Amelia prit alors brusquement conscience que le professeur McGonagall faisait sa taille. Leurs yeux étaient à la même hauteur, ce qui était rare pour Amelia, qui était habituée à baisser les yeux pour parler à la plupart des gens. Elle avait même dû se pencher, un jour, pour embrasser…
Les joues rouges, Amelia chassa cette dernière pensée puis avisa le professeur McGonagall. « Je rentrais dans ma chambre quand Peeves m'est tombé dessus, » dit-elle en montrant le tableau.
L'enseignante jeta un bref coup d'œil au tableau puis hocha sèchement la tête, comprenant le message. « Dans ce cas, je vous souhaite une bonne soirée, » dit-elle avant de tourner les talons sans attendre de réponse.

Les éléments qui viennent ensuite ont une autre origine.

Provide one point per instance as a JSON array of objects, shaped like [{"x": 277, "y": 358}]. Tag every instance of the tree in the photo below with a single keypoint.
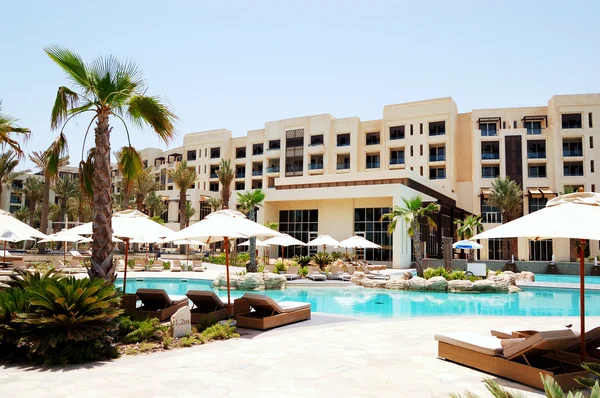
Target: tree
[
  {"x": 225, "y": 174},
  {"x": 7, "y": 128},
  {"x": 468, "y": 228},
  {"x": 8, "y": 164},
  {"x": 40, "y": 159},
  {"x": 412, "y": 213},
  {"x": 249, "y": 202},
  {"x": 183, "y": 178},
  {"x": 507, "y": 197},
  {"x": 144, "y": 184},
  {"x": 107, "y": 88},
  {"x": 33, "y": 189}
]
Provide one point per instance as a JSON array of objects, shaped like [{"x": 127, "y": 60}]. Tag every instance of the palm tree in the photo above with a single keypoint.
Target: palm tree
[
  {"x": 33, "y": 189},
  {"x": 183, "y": 178},
  {"x": 8, "y": 164},
  {"x": 144, "y": 184},
  {"x": 225, "y": 174},
  {"x": 107, "y": 88},
  {"x": 468, "y": 228},
  {"x": 8, "y": 127},
  {"x": 249, "y": 203},
  {"x": 40, "y": 159},
  {"x": 507, "y": 197},
  {"x": 412, "y": 214}
]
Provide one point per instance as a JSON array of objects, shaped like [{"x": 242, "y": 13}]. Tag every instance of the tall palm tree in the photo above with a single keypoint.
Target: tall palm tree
[
  {"x": 183, "y": 178},
  {"x": 8, "y": 164},
  {"x": 7, "y": 128},
  {"x": 33, "y": 189},
  {"x": 225, "y": 174},
  {"x": 469, "y": 227},
  {"x": 40, "y": 159},
  {"x": 107, "y": 88},
  {"x": 506, "y": 196},
  {"x": 144, "y": 184},
  {"x": 412, "y": 213},
  {"x": 249, "y": 202}
]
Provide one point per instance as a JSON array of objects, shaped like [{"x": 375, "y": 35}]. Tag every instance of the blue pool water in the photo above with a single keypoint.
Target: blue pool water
[
  {"x": 379, "y": 303},
  {"x": 592, "y": 280}
]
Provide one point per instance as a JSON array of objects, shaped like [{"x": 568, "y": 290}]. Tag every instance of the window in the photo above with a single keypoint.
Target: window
[
  {"x": 437, "y": 173},
  {"x": 488, "y": 129},
  {"x": 368, "y": 223},
  {"x": 274, "y": 144},
  {"x": 536, "y": 204},
  {"x": 397, "y": 133},
  {"x": 536, "y": 149},
  {"x": 490, "y": 171},
  {"x": 437, "y": 153},
  {"x": 537, "y": 171},
  {"x": 257, "y": 149},
  {"x": 437, "y": 128},
  {"x": 571, "y": 120},
  {"x": 397, "y": 156},
  {"x": 573, "y": 169},
  {"x": 343, "y": 162},
  {"x": 316, "y": 163},
  {"x": 372, "y": 161},
  {"x": 316, "y": 140},
  {"x": 373, "y": 138},
  {"x": 490, "y": 150},
  {"x": 490, "y": 214},
  {"x": 343, "y": 139},
  {"x": 240, "y": 153}
]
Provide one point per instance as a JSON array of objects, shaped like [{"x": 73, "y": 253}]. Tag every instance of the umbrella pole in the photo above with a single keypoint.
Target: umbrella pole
[{"x": 582, "y": 296}]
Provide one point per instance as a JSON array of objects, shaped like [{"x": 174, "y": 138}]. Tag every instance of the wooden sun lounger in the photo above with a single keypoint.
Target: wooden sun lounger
[
  {"x": 523, "y": 361},
  {"x": 156, "y": 303},
  {"x": 206, "y": 306},
  {"x": 257, "y": 311}
]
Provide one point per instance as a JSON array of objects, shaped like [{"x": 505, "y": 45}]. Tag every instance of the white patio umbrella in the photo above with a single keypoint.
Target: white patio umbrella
[
  {"x": 572, "y": 216},
  {"x": 284, "y": 241},
  {"x": 223, "y": 225},
  {"x": 323, "y": 240}
]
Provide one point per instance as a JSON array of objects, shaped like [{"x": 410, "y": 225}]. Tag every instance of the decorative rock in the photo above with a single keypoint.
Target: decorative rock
[
  {"x": 417, "y": 283},
  {"x": 437, "y": 283},
  {"x": 181, "y": 323},
  {"x": 459, "y": 286}
]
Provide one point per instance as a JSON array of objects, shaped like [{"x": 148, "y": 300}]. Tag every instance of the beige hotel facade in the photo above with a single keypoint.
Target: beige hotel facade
[{"x": 323, "y": 174}]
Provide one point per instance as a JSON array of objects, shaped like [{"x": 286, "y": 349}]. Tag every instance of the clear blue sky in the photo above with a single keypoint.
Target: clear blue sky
[{"x": 236, "y": 65}]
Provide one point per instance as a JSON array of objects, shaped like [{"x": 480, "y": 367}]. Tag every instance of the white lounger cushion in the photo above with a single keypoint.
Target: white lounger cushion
[{"x": 487, "y": 345}]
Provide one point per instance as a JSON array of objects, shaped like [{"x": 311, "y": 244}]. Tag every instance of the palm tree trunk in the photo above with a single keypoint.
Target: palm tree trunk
[
  {"x": 102, "y": 265},
  {"x": 45, "y": 210}
]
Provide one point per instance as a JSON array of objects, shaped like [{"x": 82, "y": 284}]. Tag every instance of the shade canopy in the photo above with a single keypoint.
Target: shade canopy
[
  {"x": 357, "y": 241},
  {"x": 258, "y": 243},
  {"x": 285, "y": 240},
  {"x": 466, "y": 244}
]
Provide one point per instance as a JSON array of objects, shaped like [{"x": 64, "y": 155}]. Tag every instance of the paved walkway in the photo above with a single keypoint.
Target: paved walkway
[{"x": 326, "y": 356}]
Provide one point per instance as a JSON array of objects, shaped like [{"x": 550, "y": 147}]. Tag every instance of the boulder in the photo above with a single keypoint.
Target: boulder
[
  {"x": 437, "y": 283},
  {"x": 459, "y": 286},
  {"x": 417, "y": 283}
]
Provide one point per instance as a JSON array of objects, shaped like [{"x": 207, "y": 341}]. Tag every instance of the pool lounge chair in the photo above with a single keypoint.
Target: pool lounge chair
[
  {"x": 257, "y": 311},
  {"x": 521, "y": 360},
  {"x": 207, "y": 306},
  {"x": 156, "y": 303},
  {"x": 314, "y": 274}
]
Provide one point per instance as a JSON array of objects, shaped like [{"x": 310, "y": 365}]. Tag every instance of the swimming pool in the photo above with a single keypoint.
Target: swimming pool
[
  {"x": 592, "y": 280},
  {"x": 379, "y": 303}
]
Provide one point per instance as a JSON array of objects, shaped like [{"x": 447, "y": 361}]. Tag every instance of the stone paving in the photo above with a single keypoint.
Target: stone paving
[{"x": 326, "y": 356}]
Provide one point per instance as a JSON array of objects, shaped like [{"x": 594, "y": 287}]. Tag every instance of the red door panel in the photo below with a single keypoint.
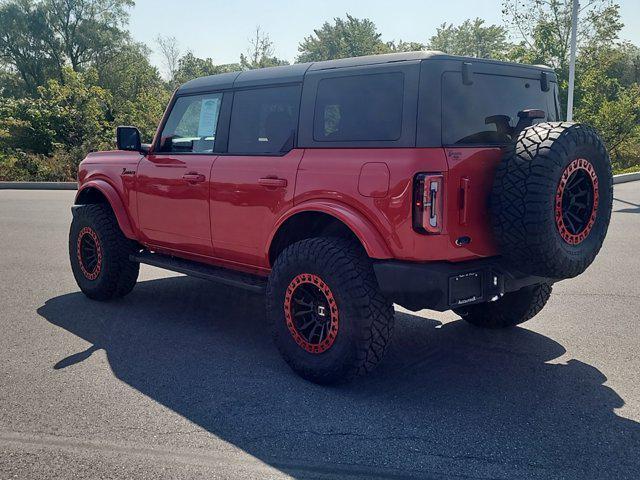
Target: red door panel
[
  {"x": 173, "y": 202},
  {"x": 248, "y": 195}
]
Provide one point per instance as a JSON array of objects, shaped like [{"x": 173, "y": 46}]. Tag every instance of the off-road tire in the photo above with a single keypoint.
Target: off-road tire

Amelia regarda la silhouette haute et mince de l'enseignante s'éloigner, ses pas résonnant un à un dans le calme du couloir.
Troublée, Amelia marmonna « Snargalouf » et rentra dans sa chambre.
Elle n'était pas étonnée qu'Hagrid puisse se laisser persuader d'acheter des plantes ou des créatures particulièrement dangereuses, mais elle n'irait certainement pas dénoncer la seule personne à Poudlard qui ne lui faisait pas complètement regretter d'avoir choisi d'y faire son apprentissage.
Se souvenant du surnom que Peeves avait donné au professeur McGonagall, la « gorgone écossaise », Amelia se surprit à rire toute seule.